While Hitchcock’s version still appears regularly in satellite TV schedules, The Thirty-Nine Steps was more recently reincarnated as an acclaimed West End show. While owing more to Hitchcock than Buchan, its success helped significantly with the creation of The John Buchan Story, a museum about the author and his life, now located in Peebles.
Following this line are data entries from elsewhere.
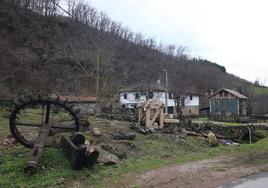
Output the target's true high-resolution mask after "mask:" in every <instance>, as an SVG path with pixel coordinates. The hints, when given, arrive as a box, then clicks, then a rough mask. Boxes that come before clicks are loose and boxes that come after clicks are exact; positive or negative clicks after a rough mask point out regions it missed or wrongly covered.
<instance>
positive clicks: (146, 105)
mask: <svg viewBox="0 0 268 188" xmlns="http://www.w3.org/2000/svg"><path fill="white" fill-rule="evenodd" d="M145 113H146V118H145V119H146V120H145V121H146V122H145V124H146V128H150V126H151V109H150V106H149V105H146V112H145Z"/></svg>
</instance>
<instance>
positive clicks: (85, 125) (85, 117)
mask: <svg viewBox="0 0 268 188" xmlns="http://www.w3.org/2000/svg"><path fill="white" fill-rule="evenodd" d="M79 122H80V129H81V131H83V132H85V131H88V130H90V124H91V123H90V119H89V118H86V117H84V118H81V119H80V120H79Z"/></svg>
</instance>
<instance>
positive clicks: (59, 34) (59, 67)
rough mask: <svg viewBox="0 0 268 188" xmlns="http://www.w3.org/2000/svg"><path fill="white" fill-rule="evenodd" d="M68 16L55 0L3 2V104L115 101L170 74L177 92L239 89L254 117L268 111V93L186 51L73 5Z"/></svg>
mask: <svg viewBox="0 0 268 188" xmlns="http://www.w3.org/2000/svg"><path fill="white" fill-rule="evenodd" d="M57 2H58V1H57ZM70 2H71V1H70ZM68 11H69V12H70V13H71V15H70V16H68V15H66V14H65V15H64V16H62V12H63V11H62V10H60V9H59V7H57V6H56V5H55V4H53V3H52V1H43V0H27V1H26V0H25V1H24V0H13V1H11V0H4V1H1V2H0V15H1V17H0V76H1V77H0V89H1V90H0V91H1V92H0V96H1V97H2V98H12V97H13V96H17V95H23V94H47V93H57V94H77V95H79V94H86V95H90V94H91V95H94V94H96V93H98V95H99V96H101V97H103V98H110V97H112V96H114V95H115V94H117V92H118V90H119V89H120V88H124V87H127V86H134V85H137V84H138V83H139V84H140V85H142V86H143V87H144V88H150V85H152V84H155V83H156V81H157V80H160V81H161V82H162V83H164V72H163V69H167V70H168V72H169V86H170V89H171V90H174V91H177V90H178V89H177V88H179V90H180V92H183V91H192V92H193V91H194V92H199V93H202V94H204V93H205V92H207V91H209V90H210V89H214V90H217V89H219V88H222V87H224V88H231V89H236V90H238V91H240V92H242V93H243V94H245V95H247V96H250V97H251V98H253V99H252V104H253V105H254V107H253V111H255V112H258V113H262V112H265V111H268V109H267V107H262V108H261V107H260V105H261V102H260V101H262V102H263V100H264V99H265V96H267V94H266V92H260V90H261V89H257V90H256V89H254V87H253V86H252V84H251V83H249V82H247V81H245V80H243V79H240V78H238V77H235V76H234V75H230V74H228V73H227V72H226V70H225V68H224V67H222V66H220V65H218V64H216V63H213V62H210V61H208V60H203V59H197V58H192V57H189V56H188V54H187V50H186V49H185V48H184V47H181V46H176V45H167V46H163V45H162V44H157V42H156V41H155V40H154V39H153V38H145V37H144V36H143V35H142V34H141V33H133V32H132V31H131V30H130V29H128V28H126V27H124V26H122V24H120V23H117V22H115V21H113V20H111V19H110V18H109V16H107V15H106V14H105V13H103V12H99V11H98V10H96V9H95V8H94V7H92V6H90V5H86V4H83V3H77V2H76V3H69V7H68ZM70 17H73V18H74V19H71V18H70ZM75 20H78V21H79V22H77V21H75ZM81 23H82V24H81ZM257 88H259V87H257ZM263 89H264V90H265V88H263ZM265 103H266V101H265ZM262 106H264V105H262ZM259 109H260V110H259Z"/></svg>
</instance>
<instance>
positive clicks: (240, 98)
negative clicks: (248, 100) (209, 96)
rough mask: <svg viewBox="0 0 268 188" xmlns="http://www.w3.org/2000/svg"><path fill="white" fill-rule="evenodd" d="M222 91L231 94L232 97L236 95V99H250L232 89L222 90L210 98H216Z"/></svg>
mask: <svg viewBox="0 0 268 188" xmlns="http://www.w3.org/2000/svg"><path fill="white" fill-rule="evenodd" d="M221 91H226V92H228V93H231V94H232V95H234V96H235V97H237V98H239V99H248V97H246V96H245V95H242V94H241V93H239V92H237V91H235V90H232V89H221V90H219V91H217V92H216V93H214V94H213V95H211V96H210V97H209V98H211V97H213V96H215V95H216V94H217V93H219V92H221Z"/></svg>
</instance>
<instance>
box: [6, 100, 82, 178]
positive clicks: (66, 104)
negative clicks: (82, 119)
mask: <svg viewBox="0 0 268 188" xmlns="http://www.w3.org/2000/svg"><path fill="white" fill-rule="evenodd" d="M14 104H15V108H14V109H13V110H12V113H11V116H10V121H9V126H10V131H11V133H12V135H13V137H14V138H15V139H16V140H17V141H18V142H19V143H21V144H22V145H23V146H25V147H27V148H33V149H32V153H31V156H30V159H29V161H28V163H27V165H26V167H25V169H24V172H25V173H26V174H29V175H31V174H33V173H35V172H36V171H37V169H38V166H39V162H40V159H41V156H42V154H43V151H44V147H45V145H46V144H47V141H48V139H49V137H50V136H53V135H55V134H57V133H62V132H66V131H67V132H77V131H79V119H78V116H77V114H78V113H79V111H75V110H74V109H73V107H72V106H70V105H68V104H67V100H66V101H60V100H59V98H50V97H40V96H39V97H36V98H34V97H26V98H21V99H18V100H16V101H15V102H14Z"/></svg>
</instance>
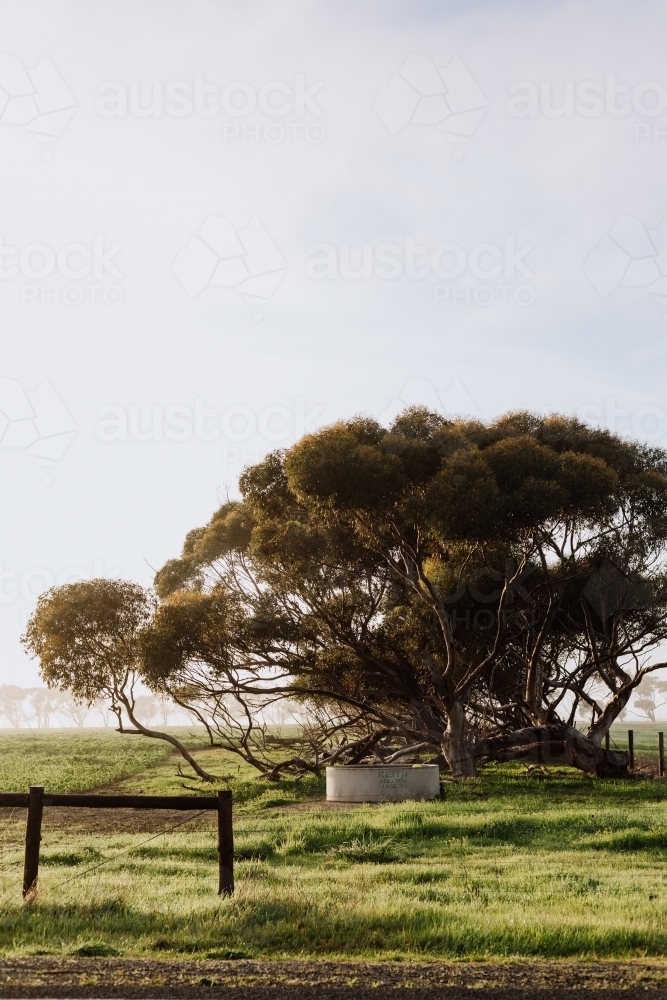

“If it hadn’t been for the play, I don’t think we could’ve got this museum off the ground,” insists Lady Stewartby. “So many people had seen the play, particularly in London, that we were pushing on an open door. So I’m very relaxed about the impact of The Thirty-Nine Steps. Better they read it, than that they don’t.”

THE FILMS
“Hitchcock’s film – and indeed the others – have been very important in perpetuating JB’s memory,” insists Ursula Buchan. “The Hitchcock film seems to come round on a loop on the television, so future generations do at least have the chance to discover JB through it. Which is fine provided that no one is under the illusion that the film is very like the book in plot, because it’s not.”

Indeed, many of the film’s most iconic moments – Robert Donat as Hannay escaping from the police on the Forth Bridge, him being hand-cuffed to Madeleine Carroll for much of the film, the “39 Steps” code-name for a secret spy organisation – have nothing to do with Buchan.

Nevertheless, with his 39 Steps, Hitchcock essentially set the cinematic template for thrillers in which innocent men (or women) finds themselves on the run from both the authorities and enemy agents – which has given us everything from Harrison Ford as The Fugitive to Matt Damon in The Bourne Identity.

There were two subsequent film adaptations of Buchan’s novel in 1959 and 1978 (starring Kenneth More and Robert Powell, respectively), plus the BBC’s 2008’s adaptation with Rupert Penry-Jones.

However, there are arguments in favour of the most stylish re-imagining of The Thirty-Nine Steps on film remaining Hitchcock’s own, hugely popular 1959 film, North by NorthWest, in which a perfectly cast Cary Grant plays an advertising executive who suddenly finds himself framed for murder and mistaken as a spy by foreign agents.